Of course, the diversity present in the United States isn’t spread equally across the states or across the US and definitely not across all cities. The US recognizes five racial categories which include White American (who are the majority right now, though estimates suggest this will not remain the case if diversity keeps on increasing at this rate), Black or African American, Native Americans and Alaska Native, Asian American and Native Hawaiian and Other Pacific Islander. Meanwhile, Hispanic and Latino has been recognized as an ethnicity rather than a race. There are many cities, especially in the South, which are often exclusively white, and carry the same thinking that has been prevalent for decades.

However, within the economic framework of the country too, there are companies that have been pro-diversity more than their peers and have often been applauded for it. As the talk around diversity in all aspects gains momentum with more investors looking out for sustainable funds and fair businesses to invest in, a diverse culture within companies is favorably looked upon. According to the list by Fortune for the Best Workplaces for Diversity, Stryker Corporation (NYSE:SYK) is overall the the most diverse company, while companies like American Saving Bank and Burlington Stores, Inc. (NYSE:BURL) are among the top companies for minority employment.

To find out the most diverse cities in the US, we headed on over to the US Census Bureau and checked the cities and ranked each city according to the percentage of population for tall 5 races mentioned above, which are recognized at a federal level by the United States.
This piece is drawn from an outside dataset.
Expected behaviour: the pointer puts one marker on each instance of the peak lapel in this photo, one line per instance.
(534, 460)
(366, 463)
We then took the average of our rankings for all 5 races to arrive at the cities which have healthy populations of all races as this makes the city more diverse and inclusive. We initially considered only selecting the cities which had the lowest white population but ran into another conundrum; those cities were often completely dominated by one of the other four races and hence, wasn’t really representative of a diverse and inclusive city. Using our methodology ensures that all races are equally accounted for and our rankings give a proper indicator of the cities where anyone is welcome, regardless of race or ethnicity. We have only considered cities with a population of at least 200,000 to better reflect diversity in the major metropolises. Maybe one of these cities are in one of the 15 most diverse states in America. So let’s take a look at the cities where race or ethnicity may not be the biggest hindrance to success, starting with number 20:

20. Durham-Chapel Hill, NC Metro Area

Over 600,000 people reside in the MSA, though the population is just 63% white, and has a strong presence of African Americans too, while Asians also have a proper presence in the area at 4.4%.